I have a PySpark RDD imported from JSON files. The data elements contain a number of values that have characters that are not desirable. For the sake of argument only those characters that are string.printable should be in those JSON files.

Given that there are a large number of elements that contain text information I have been trying to find a way of mapping the incoming RDD to a function to clean the data and returning a cleansed RDD as output.
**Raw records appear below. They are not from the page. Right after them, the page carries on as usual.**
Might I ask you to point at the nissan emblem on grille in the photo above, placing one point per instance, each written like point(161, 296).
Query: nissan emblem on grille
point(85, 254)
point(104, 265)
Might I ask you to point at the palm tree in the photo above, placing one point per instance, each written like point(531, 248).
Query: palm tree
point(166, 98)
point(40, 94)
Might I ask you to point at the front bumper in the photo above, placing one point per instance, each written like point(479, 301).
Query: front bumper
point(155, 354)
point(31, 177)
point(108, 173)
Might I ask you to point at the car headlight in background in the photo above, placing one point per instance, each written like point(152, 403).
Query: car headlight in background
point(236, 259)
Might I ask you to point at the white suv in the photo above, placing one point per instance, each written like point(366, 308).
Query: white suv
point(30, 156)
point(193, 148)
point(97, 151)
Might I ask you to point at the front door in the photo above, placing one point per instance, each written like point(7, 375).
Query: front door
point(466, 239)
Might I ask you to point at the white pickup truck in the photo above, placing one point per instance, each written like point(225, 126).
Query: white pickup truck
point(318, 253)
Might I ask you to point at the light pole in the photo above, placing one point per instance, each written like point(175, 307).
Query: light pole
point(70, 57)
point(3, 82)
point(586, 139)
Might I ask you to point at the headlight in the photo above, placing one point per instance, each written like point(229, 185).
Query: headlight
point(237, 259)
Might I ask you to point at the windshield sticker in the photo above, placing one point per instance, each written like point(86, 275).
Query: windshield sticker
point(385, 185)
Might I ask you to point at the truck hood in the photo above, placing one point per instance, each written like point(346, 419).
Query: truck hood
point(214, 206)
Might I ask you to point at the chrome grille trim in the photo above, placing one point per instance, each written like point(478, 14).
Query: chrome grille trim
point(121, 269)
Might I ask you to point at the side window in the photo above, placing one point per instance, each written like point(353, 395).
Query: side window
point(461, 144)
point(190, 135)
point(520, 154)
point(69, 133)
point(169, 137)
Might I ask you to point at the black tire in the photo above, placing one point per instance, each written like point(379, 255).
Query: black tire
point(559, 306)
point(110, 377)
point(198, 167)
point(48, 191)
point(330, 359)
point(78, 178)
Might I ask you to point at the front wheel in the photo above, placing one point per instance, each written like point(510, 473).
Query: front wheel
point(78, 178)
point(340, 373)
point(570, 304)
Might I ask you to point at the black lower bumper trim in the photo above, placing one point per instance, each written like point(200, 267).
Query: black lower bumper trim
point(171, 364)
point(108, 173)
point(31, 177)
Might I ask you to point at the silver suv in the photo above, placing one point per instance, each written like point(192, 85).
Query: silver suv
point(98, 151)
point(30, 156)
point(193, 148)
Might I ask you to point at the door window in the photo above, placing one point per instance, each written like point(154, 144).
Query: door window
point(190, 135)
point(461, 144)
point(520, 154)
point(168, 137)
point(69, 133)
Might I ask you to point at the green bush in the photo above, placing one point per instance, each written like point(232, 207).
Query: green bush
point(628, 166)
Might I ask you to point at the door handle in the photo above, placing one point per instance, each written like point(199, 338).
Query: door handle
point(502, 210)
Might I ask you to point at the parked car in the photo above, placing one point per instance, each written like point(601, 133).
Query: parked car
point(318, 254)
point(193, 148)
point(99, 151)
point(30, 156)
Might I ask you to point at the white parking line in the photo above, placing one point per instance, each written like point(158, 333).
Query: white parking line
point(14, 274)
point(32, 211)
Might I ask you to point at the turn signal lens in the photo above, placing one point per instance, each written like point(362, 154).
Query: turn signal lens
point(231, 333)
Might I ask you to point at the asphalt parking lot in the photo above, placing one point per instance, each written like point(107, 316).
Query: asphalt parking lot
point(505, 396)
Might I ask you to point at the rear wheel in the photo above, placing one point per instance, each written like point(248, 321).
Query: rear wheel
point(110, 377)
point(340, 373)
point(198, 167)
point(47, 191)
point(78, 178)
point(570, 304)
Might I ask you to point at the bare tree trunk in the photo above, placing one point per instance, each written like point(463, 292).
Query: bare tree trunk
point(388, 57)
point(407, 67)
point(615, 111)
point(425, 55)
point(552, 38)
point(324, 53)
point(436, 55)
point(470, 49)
I can find ways of printing a cleansed element from the RDD but not the entire collection of elements and returning then as an RDD.

An example document might be as show below and undesirable characters might creep into the userAgent, marketingReference and pageTags elements or indeed any of the text elements.

{
    "documentId": "abcdef12-1234-5678-fedc-cba9876543210",
    "documentType": "contentSummary",
    "dateTimeCreated": "2017-01-01T03:00:22.478Z"
    "body": {
        "requestUrl": "http://www.our-web-site.com/en-gb/line-of-business/product-category/irritating-guid/",
        "requestMethod": "GET",
        "responseCode": "200",
        "userAgent": "Mozilla/5.0 etc",
        "requestHeaders": {
            "connection": "close",
            "host": "www.our-web-site.com",
            "accept-language": "en-gb",
            "via": "1.1 www.our-web-site.com",
            "user-agent": "Mozilla/5.0 etc",
            "x-forwarded-proto": "https",
            "clientIp": "99.99.99.99",
            "referer": "http://www.our-web-site.com/en-gb/line-of-business/product-category/irritating-guid/",
            "accept-encoding": "gzip, deflate",
            "incap-client-ip": "99.99.99.99"
        },
        "body": {
            "pageId": "/content/our-web-site/en-gb/holidays/interstitial",
            "pageVersion": "1.0",

            "pageClassification": "product-page",
            "pageTags": "spark, python, rdd, other words",
            "MarketingReference": "BUYMEPLEASE",
            "referrer": "http://www.our-web-site.com/en-gb/line-of-business/product-category/irritating-guid/",
            "webSessionId": "abcdef12-1234-5678-fedc-cba9876543210"
        }
    }
}

903

asked Jan 24 '17 14:01

Dave Poole

1 Answers

The problem was trying to clean up data downstream for which poor (or totally absent) data quality practices existed upstream.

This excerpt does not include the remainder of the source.